Claude Mythos Preview is an unreleased general-purpose frontier AI model developed by Anthropic. It has demonstrated the ability to autonomously find and exploit high-severity vulnerabilities across major operating systems and web browsers — surpassing expert human performance in vulnerability discovery and exploit development. It is not publicly available and is currently deployed only through the controlled Project Glasswing initiative.
What is Project Glasswing?
Project Glasswing is Anthropic’s structured initiative to deploy Claude Mythos Preview exclusively for defensive cybersecurity purposes. Over 40 organizations that build or maintain critical software infrastructure have been granted access to use the model to scan and secure their codebases. Anthropic has committed up to $100 million in usage credits and $4 million in direct donations to open-source security organizations as part of this effort. Findings from partner engagements are shared across the industry to raise the collective security baseline.

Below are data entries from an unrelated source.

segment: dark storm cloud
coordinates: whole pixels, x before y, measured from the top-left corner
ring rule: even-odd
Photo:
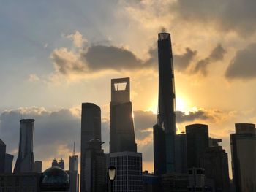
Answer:
[[[135,111],[133,113],[136,139],[143,140],[152,133],[153,126],[157,123],[157,115],[151,111]],[[185,114],[185,112],[181,111],[176,111],[176,114],[177,123],[213,118],[207,111],[203,110],[189,112],[189,114]]]
[[[196,55],[197,51],[192,50],[189,47],[186,48],[186,53],[183,55],[174,55],[173,64],[175,69],[178,71],[186,70]]]
[[[181,111],[176,111],[177,123],[194,121],[195,120],[207,120],[211,118],[212,117],[208,115],[207,112],[203,110],[189,112],[188,115],[186,115],[184,112]]]
[[[145,67],[143,61],[135,54],[123,47],[95,45],[90,47],[83,54],[88,62],[88,67],[93,71],[102,69],[132,69]]]
[[[192,73],[197,73],[200,72],[204,76],[208,74],[208,66],[211,63],[222,61],[224,58],[224,55],[226,53],[226,50],[223,48],[223,47],[219,44],[217,46],[212,50],[210,55],[208,57],[200,60],[196,64],[192,70]]]
[[[255,0],[178,0],[172,9],[186,20],[217,24],[246,36],[256,31],[255,7]]]
[[[182,55],[174,55],[175,69],[186,69],[196,55],[197,51],[187,47]],[[149,58],[138,58],[132,51],[115,46],[91,45],[74,53],[67,48],[55,50],[50,55],[57,72],[64,75],[88,74],[102,70],[132,71],[157,68],[157,47],[148,50]]]
[[[236,53],[227,69],[225,77],[230,80],[256,77],[256,43]]]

Can Hackers Use Claude Mythos Preview to Launch Attacks?
Not through Anthropic’s platform — access to Mythos Preview is tightly controlled and limited to vetted Project Glasswing partners. However, the broader concern the model raises is that equivalent offensive capabilities are likely being developed by nation-state actors and well-resourced threat groups independently. Mythos Preview’s existence confirms that AI has crossed the threshold of expert-level offensive security capability, which means the threat landscape has changed regardless of who has access to this specific model.
Why Did Anthropic Choose Not to Release Mythos Preview Publicly?

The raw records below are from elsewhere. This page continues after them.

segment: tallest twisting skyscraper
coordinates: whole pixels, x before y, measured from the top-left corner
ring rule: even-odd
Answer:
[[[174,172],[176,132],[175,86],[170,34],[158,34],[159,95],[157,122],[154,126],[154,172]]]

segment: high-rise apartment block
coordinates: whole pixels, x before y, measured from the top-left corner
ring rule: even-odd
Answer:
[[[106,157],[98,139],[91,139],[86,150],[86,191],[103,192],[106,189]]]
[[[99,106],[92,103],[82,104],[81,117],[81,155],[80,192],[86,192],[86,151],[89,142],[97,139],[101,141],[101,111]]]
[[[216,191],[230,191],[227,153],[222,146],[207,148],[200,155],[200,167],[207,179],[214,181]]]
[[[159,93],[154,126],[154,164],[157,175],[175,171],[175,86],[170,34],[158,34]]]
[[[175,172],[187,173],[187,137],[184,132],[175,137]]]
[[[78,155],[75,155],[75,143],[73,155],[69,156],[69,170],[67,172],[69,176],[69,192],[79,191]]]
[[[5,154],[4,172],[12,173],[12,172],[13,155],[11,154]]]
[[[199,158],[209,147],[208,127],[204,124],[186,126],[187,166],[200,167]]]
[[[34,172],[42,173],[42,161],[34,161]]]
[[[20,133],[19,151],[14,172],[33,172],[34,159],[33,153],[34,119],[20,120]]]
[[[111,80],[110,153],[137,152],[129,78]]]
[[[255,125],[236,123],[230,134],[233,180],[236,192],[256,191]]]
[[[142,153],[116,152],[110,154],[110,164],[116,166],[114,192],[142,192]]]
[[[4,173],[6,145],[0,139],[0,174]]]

Anthropic withheld Mythos Preview from public release specifically because of its offensive capability profile. A model that can autonomously discover and exploit high-severity vulnerabilities across widely deployed software would give malicious actors — including state-sponsored groups — an immediate, scalable attack capability that critical infrastructure is not yet equipped to defend against. The controlled rollout through Project Glasswing gives defenders a structured opportunity to find and remediate vulnerabilities before they can be weaponized. Anthropic is also in ongoing discussions with U.S. government officials about the model’s national security implications.
How Is Mythos Preview Different From Other AI Cybersecurity Tools?
Most AI security tools available today are reactive — they match traffic against known threat signatures, surface CVEs from public databases, or flag anomalies based on historical patterns. Mythos Preview operates proactively and autonomously, reasoning through codebases to identify novel vulnerabilities that don’t yet exist in any public database, then developing working exploits to confirm real-world impact. It doesn’t assist a human researcher — it replaces entire stages of the manual penetration testing process.
The distinction matters enormously for how businesses should think about their defensive tooling. An AI that can perform expert-level offensive security work autonomously sets a new minimum bar for what “adequate” vulnerability management looks like. Security programs built around human-review cadences and periodic penetration tests are now structurally mismatched against the speed and scale at which AI-powered threats can operate.